Dijsselbloem kijk met „gemengde gevoelens” naar de Nederlands-Vlaamse delegatie die deze maand op handelsmissie in het Amerikaanse Phoenix was, om er de investeringsmogelijkheden te verkennen. „Ik zag veel vrolijke gezichten, maar ik werd somber van de ministers en minister-presidenten die daar zo trots bij grote Nederlandse investeringen in het buitenland stonden. Wanneer is de volgende grote investeringsronde in Europa of Nederland, vroeg ik me af.”
Lees ook
Dankzij de dorstige chipindustrie herrijst de Amerikaanse stad Phoenix uit zijn as
Stimuleringspakketten
Nederland laat zich de kaas van het brood eten, vindt Tjin-A-Tsoi. „We worden niet alleen door de Amerikanen ingehaald. Ik kom net terug uit Dubai; in de Verenigde Arabische Emiraten, Zuid-Korea, Japan, maar ook in China wordt onvoorstelbaar geïnvesteerd.
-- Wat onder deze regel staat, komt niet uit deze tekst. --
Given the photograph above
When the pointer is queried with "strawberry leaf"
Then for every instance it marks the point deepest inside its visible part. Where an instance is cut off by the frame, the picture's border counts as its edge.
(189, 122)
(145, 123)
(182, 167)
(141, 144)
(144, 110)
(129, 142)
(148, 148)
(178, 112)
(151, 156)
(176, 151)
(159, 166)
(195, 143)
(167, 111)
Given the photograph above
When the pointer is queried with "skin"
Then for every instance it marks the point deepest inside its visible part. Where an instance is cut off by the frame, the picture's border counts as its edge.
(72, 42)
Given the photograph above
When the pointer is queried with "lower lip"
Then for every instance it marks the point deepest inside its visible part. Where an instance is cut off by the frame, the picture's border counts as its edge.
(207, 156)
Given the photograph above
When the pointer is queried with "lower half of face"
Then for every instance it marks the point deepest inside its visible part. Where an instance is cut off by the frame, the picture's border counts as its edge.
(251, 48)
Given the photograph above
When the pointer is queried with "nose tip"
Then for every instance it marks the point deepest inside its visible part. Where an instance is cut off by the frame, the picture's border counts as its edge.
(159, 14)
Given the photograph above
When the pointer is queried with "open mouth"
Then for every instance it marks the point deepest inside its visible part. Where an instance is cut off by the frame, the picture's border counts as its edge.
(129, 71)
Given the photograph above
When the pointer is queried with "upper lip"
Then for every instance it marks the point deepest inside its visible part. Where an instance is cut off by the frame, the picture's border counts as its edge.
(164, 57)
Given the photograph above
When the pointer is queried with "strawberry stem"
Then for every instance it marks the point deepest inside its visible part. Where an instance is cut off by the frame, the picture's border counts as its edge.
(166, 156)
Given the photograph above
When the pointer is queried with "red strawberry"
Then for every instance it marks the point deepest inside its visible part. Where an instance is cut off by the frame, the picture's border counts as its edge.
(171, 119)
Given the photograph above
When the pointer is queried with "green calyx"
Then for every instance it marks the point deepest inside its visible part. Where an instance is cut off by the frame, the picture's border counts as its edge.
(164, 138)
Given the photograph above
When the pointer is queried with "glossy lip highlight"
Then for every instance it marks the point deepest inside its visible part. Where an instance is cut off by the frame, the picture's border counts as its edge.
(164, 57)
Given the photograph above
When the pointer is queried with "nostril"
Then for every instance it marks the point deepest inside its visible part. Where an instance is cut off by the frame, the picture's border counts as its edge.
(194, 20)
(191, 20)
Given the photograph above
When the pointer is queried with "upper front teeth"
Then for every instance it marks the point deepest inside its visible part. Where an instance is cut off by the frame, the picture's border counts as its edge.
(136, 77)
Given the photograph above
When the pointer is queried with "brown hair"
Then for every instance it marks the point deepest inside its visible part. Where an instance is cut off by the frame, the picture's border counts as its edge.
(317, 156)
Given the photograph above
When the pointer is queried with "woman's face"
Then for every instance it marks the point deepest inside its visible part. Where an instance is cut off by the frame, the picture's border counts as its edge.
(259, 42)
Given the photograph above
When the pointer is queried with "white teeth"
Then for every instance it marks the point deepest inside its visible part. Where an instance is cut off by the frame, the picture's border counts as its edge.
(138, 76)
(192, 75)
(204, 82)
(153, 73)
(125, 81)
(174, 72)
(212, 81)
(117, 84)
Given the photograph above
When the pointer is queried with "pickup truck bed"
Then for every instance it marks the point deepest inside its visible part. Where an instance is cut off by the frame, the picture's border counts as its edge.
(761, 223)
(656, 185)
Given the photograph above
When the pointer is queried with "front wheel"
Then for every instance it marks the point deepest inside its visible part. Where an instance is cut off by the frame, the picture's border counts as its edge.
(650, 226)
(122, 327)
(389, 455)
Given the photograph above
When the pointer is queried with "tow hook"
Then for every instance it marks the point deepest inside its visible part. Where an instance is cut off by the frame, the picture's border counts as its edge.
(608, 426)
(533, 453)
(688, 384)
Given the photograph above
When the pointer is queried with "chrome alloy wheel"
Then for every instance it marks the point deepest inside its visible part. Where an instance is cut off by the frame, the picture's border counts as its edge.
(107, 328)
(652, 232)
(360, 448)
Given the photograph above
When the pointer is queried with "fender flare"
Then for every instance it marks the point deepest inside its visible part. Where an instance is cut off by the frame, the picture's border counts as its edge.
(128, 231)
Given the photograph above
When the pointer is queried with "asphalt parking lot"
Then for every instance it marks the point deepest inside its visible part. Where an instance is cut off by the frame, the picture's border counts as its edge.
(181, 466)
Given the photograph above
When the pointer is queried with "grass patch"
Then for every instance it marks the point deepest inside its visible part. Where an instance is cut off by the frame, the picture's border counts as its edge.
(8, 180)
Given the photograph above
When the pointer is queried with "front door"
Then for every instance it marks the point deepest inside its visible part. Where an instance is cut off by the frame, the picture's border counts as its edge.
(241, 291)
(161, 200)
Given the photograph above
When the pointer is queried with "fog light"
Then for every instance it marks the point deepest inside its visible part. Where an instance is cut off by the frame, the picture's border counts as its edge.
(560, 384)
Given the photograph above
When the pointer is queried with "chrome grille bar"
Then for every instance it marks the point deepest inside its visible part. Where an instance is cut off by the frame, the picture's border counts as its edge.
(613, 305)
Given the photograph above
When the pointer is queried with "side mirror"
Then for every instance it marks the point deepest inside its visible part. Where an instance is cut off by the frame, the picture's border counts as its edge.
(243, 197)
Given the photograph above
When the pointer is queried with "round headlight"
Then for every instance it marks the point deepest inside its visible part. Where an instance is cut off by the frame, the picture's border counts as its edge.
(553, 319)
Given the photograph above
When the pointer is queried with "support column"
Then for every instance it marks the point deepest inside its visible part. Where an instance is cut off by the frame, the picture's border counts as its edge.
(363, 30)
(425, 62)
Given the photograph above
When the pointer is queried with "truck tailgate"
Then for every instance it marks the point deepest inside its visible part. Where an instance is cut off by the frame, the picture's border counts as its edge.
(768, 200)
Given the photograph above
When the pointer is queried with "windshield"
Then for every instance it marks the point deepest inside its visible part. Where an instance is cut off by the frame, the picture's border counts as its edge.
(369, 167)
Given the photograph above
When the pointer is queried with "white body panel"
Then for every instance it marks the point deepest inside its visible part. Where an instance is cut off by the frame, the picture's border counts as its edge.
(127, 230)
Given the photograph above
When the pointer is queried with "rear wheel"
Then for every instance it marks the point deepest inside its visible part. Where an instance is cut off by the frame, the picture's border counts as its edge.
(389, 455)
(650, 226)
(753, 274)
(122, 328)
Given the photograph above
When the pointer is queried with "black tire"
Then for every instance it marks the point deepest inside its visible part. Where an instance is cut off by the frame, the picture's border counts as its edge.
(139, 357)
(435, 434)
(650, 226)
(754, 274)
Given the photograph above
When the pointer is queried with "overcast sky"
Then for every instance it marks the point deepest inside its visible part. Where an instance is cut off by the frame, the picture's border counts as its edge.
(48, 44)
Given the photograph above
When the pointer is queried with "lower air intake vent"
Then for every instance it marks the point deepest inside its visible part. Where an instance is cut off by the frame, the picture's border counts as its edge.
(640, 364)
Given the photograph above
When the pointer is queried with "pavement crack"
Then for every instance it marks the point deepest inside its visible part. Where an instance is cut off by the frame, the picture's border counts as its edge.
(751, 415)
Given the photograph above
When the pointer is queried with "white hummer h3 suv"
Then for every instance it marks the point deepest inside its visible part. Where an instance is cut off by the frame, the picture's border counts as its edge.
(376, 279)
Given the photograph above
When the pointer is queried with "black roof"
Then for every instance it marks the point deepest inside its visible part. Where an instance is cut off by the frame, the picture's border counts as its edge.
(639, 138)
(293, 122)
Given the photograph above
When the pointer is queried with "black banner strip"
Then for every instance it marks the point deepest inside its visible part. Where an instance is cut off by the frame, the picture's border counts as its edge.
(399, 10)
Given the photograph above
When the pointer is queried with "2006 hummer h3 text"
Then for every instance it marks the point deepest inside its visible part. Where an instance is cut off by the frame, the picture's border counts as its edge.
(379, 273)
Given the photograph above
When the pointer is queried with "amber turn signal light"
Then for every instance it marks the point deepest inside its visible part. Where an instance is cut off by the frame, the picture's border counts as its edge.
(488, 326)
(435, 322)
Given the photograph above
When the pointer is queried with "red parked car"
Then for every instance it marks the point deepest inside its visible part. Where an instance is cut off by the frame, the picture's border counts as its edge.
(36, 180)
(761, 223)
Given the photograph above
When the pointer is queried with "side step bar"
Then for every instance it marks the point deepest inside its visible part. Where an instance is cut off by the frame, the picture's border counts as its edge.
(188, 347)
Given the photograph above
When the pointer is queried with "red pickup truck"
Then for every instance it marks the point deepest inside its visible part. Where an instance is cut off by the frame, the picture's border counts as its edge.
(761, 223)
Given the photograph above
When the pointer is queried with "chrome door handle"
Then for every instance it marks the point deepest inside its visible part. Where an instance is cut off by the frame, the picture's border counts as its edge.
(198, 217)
Internationale investeerders kijken dan toch op een globale schaal.”
Europa moet volgens Dijsselbloem een antwoord verzinnen op grote stimuleringspakketten in het buitenland, zoals de miljardenimpuls van de Amerikaanse Inflation Reduction Act. Liever zou hij geen concurrentieoorlog met subsidies zien, zegt hij, „maar het gebeurt gewoon.”
Nederland telt aardig wat start-ups, maar het aantal nieuwe bedrijfjes dat met succes doorgroeit, is beperkt. De financiering van deze scale-ups hoeft echt niet alleen uit subsidiepotjes te komen, zegt Dijsselbloem. Volgens hem kunnen investeerders ook gelokt worden met fiscale maatregelen of door slimmer gebruik van de Europese kapitaalmarkten – die zijn nu nog te gefragmenteerd, volgens de Brainport-voorzitter. „De Amerikaanse economie wordt voor driekwart gefinancierd vanuit kapitaalmarkten. Europa is het spiegelbeeld: hier wordt de economie voor 80 procent gefinancierd door banken. Klop je er als hightechbedrijf met groeipotentie bij aan, dan zeggen ze: we kennen je technologie niet en we kennen je markt niet, want die bestaat nog niet. We kennen jouw klanten niet, want die bestaan ook nog niet. Dus ga maar naar iemand anders die het risico wil dragen en wil participeren. Daarvan is het aanbod in Europa veel kleiner dan in de VS.”